Autodesk’s Maya 2020.4 features the biggest update to the Bifrost visual programming environment yet. Deeper integration with Maya; a user experience overhaul; and new scattering, instancing, volumetrics, and FX capabilities extend proceduralism in Maya beyond FX and across the content creation pipeline. The release also integrates the latest version of Arnold, bringing artists a faster, more creatively engaging rendering experience, as well as updates to the Motion Library and Substance plugins.
New capabilities in Bifrost include:
- Maya curve support: Maya curves can now be dragged and dropped directly into Bifrost graphs, where they are converted into Bifrost strands and can be used to build curve-based assets and tools. This update opens the door for artists to use Maya curves to guide procedural generation of roads and fences, as well as the placement and orientation of object scattering.
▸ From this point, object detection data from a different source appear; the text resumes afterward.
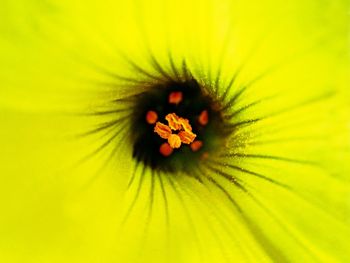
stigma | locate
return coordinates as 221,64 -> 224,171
154,113 -> 197,153
130,79 -> 226,172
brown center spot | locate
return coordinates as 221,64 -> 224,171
169,91 -> 182,104
154,113 -> 197,152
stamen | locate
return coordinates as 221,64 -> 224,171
154,113 -> 197,148
146,110 -> 158,124
154,121 -> 171,139
165,113 -> 181,131
198,110 -> 209,126
159,142 -> 174,157
179,131 -> 197,144
169,91 -> 182,105
168,134 -> 181,148
190,141 -> 203,152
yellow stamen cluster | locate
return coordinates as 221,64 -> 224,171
154,113 -> 197,149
- Graph shape nodes: Artists can now view Bifrost graphs as either DG or DAG nodes, that are visible in the outliner. DAG nodes are the new default for Bifrost graphs in Maya.
- New fields system: This update introduces user-defined, implicit 3D scalar and vector fields with infinite resolution and low memory overhead. Using fields nodes, artists can now define custom fields to act as dynamic influences on particles, cloth, or aerodynamic simulations – without having to go inside FX compounds to edit them.
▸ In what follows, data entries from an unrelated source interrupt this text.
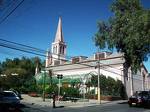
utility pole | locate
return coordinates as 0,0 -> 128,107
97,48 -> 101,104
57,74 -> 63,101
43,70 -> 46,101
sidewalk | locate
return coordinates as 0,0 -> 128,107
21,95 -> 125,107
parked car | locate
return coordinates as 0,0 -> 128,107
9,89 -> 23,100
128,91 -> 150,107
0,91 -> 20,105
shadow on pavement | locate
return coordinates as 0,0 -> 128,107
55,106 -> 65,108
0,104 -> 27,112
118,101 -> 128,104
- Scatter pack: Higher-level scattering and instancing compounds have been added to the Bifrost toolkit, including a blue noise scattering node and integration with the new fields system.
- Volume improvements: Volume tools now support fully adaptive conversions between meshes and volumes, merging adaptive volumes, and converting between fields and volumes.
- Cloth and thin-shell simulations: Users can now produce more accurate collisions and self-collisions with an updated Material Point Method (MPM) solver.
- Aerodynamic simulations: The Aero solver gains significant performance enhancements, as well as increased capacity for detail refinement and artifact reduction, and new features like texture advection.
- Instantly terminate computation: Quickly escape out of slow running simulations by hitting the ESC key.
Maya 2020.4 is also integrated with version 6.1 of the Arnold renderer. New features include:
- New post-processing nodes: Users can now adjust image exposure, colour correction, white balance, tone mapping, and vignetting using new post-processing nodes called ‘imagers’.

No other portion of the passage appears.